What had Keith done to our little Sinead to make her disappear? I wasn’t sure. But I didn’t trust him.

He was a competent soldier, though. And a more than competent spy.

“A’right, boss,” he said, with a grin, as a woman walked into the bar in shorts so small, you could see the bottom crease of her arse.

Keith bit his bottom lip as he stared at her with lustful intent. The girl flipped her hair, looking over her shoulder at him in clear invitation.

I had lost the man’s attention.

Like me, he had an Irish accent that made the American girls swoon, and he had no problem taking advantage of it.

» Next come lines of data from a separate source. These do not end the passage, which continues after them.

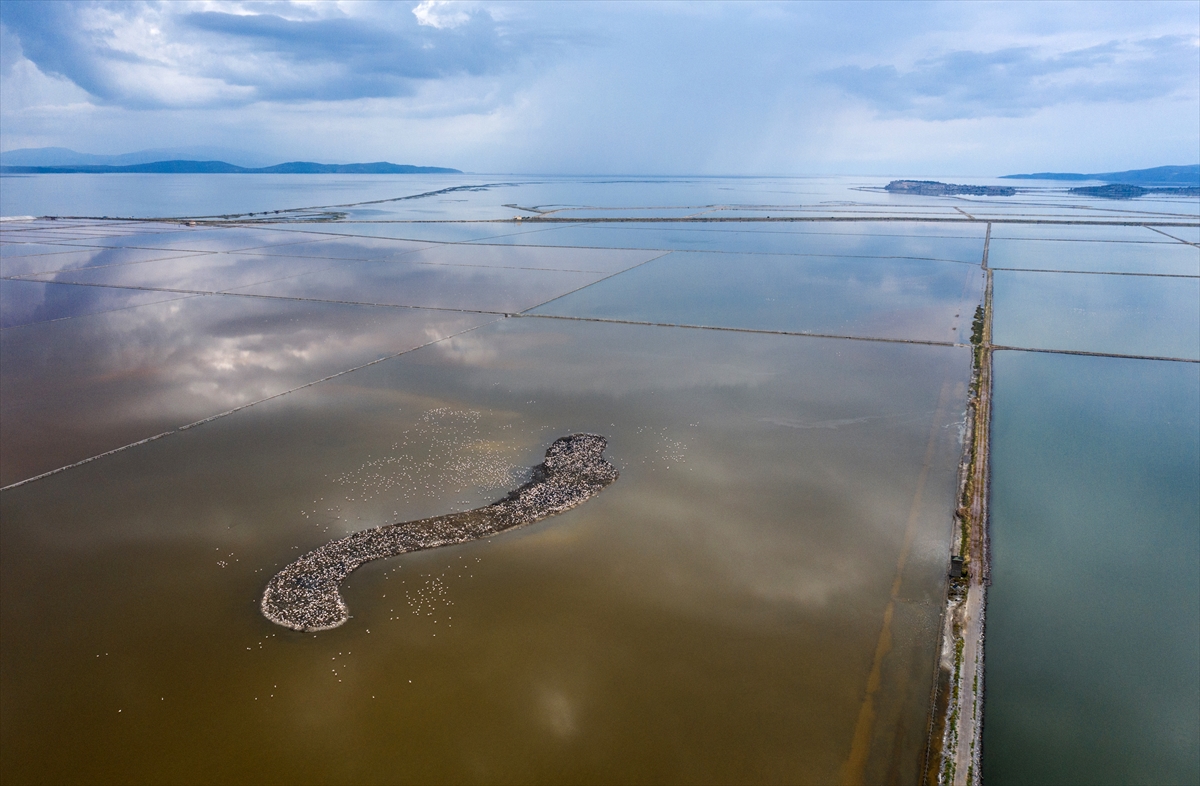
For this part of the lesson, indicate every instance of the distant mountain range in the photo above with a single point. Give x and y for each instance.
(1156, 177)
(195, 160)
(221, 167)
(67, 157)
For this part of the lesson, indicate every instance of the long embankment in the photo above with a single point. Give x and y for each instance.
(954, 738)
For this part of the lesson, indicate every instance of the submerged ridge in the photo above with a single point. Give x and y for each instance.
(305, 594)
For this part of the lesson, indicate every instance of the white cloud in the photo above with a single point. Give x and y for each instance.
(441, 15)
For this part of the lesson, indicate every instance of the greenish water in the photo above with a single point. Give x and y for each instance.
(1090, 312)
(1093, 611)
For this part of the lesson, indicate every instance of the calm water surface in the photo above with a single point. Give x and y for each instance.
(1093, 612)
(711, 617)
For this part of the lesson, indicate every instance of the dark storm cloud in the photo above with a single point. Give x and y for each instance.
(261, 57)
(1019, 81)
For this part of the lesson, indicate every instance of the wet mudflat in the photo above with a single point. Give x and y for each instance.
(714, 615)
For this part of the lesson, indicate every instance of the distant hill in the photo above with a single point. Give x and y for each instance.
(221, 167)
(67, 157)
(1156, 177)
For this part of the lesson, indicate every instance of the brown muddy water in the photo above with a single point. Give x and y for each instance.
(715, 615)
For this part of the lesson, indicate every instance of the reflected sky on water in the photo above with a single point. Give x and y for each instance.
(1093, 611)
(713, 616)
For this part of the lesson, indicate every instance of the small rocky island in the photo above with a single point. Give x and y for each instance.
(934, 189)
(305, 594)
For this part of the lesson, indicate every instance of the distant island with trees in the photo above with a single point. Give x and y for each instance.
(1176, 181)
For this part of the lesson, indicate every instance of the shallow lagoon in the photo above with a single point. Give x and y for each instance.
(713, 616)
(1093, 612)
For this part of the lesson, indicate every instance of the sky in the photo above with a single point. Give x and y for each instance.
(616, 88)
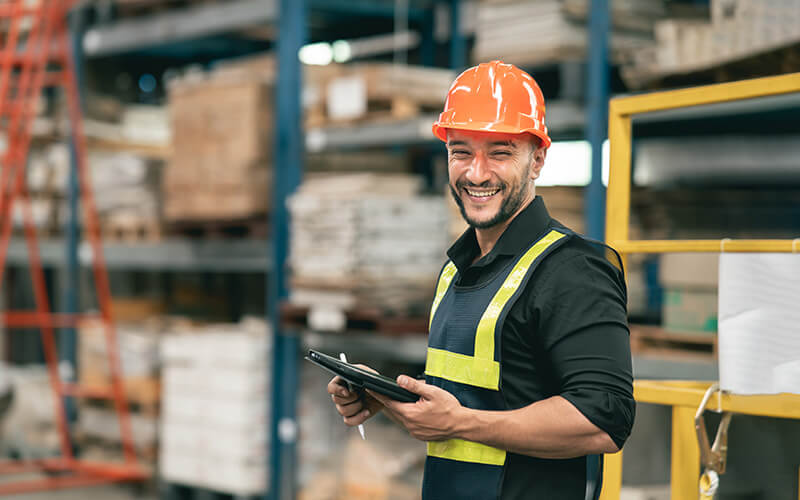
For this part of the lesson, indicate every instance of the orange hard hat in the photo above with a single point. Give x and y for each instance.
(495, 97)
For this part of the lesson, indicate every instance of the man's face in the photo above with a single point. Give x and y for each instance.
(491, 174)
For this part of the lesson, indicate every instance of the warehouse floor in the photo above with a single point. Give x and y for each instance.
(102, 492)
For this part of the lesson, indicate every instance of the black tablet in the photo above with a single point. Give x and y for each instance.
(362, 379)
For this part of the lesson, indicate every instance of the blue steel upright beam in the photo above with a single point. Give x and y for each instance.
(458, 44)
(597, 125)
(288, 162)
(67, 348)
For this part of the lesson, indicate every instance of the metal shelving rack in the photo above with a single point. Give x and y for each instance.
(684, 397)
(251, 256)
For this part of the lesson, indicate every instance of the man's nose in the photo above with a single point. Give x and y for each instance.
(479, 172)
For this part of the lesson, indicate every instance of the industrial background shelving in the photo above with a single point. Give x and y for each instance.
(204, 34)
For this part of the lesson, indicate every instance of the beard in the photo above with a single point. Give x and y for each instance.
(510, 205)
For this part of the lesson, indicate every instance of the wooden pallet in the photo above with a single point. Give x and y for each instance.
(654, 340)
(255, 226)
(363, 320)
(142, 393)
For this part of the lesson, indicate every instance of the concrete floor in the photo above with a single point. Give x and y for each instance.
(102, 492)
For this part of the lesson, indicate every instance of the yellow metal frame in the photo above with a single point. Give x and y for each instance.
(684, 397)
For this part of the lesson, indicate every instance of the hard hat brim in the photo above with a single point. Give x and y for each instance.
(440, 131)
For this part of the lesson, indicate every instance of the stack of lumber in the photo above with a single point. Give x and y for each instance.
(46, 179)
(28, 427)
(368, 91)
(738, 30)
(138, 354)
(531, 33)
(214, 427)
(127, 191)
(366, 240)
(221, 147)
(114, 126)
(630, 15)
(126, 188)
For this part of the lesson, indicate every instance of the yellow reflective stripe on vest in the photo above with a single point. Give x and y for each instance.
(441, 288)
(479, 370)
(463, 369)
(466, 451)
(484, 336)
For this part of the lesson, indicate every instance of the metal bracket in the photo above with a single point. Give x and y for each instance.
(714, 456)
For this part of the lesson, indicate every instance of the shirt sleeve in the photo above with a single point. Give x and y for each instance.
(586, 338)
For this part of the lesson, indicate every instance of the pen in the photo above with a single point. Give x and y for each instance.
(343, 358)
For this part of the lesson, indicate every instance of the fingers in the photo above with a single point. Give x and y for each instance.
(357, 419)
(415, 386)
(338, 386)
(351, 409)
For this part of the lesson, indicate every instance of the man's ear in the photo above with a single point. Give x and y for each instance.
(537, 161)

Since his engagement, and hell, since even before it, he was a consummate man-whore. It was probably best that Sinead had left him at the church with his dick in his hands.

I suppose that was none of my business, at the end of the day.

“I’ll get it handled,” Keith said, as he leapt from the chair to see the girl, leaving me alone in the corner booth.

I looked up at the cracks on the ceiling of the bar.

The crown molding had the faintest hint of four-leaf clovers. Four leaves, four green fields… four, four, four. For the four provinces of Ireland.

Christ, I missed my homeland. I missed it and resented it all the same. Where I was born was occupied by the British, still under the crown that despised us. So, we carved a place for ourselves here, in this “New” York.

But we were more than Irish, weren’t we? We brought our own brand of evangelical pride, as dictated by my father who had a flare for the insanely dramatic. An insanity that had served a purpose, when my mother was around to soften his edges. Now, unchecked, he was just an old bastard who was chomping at the shadows where his tired, gray eyes couldn’t see.

Black is the color of my true love's hair…

Why did those words flash through my mind now? I pursed my lips, thinking of my Muse.

My mother had loved that song, even though she and my father had golden hair. I wondered if my mother sang it to me because she knew that my love would be a raven-haired thing, with eyes as dark as coal.

In many ways, Isla Green had always been close to death. If not because of the Irish mob, then for the delicateness of her physical form. She was ailed by headaches, pains, and fevers. A thing no one could ever diagnose.

My birth had been a miracle, as every other one before and after me ended in a miscarriage. I was the only one that made it past the first trimester.

Her frailty gave her insight into the afterlife, I was sure of it. It was like she straddled this world and the next. She must have known that Kira would be the one for me.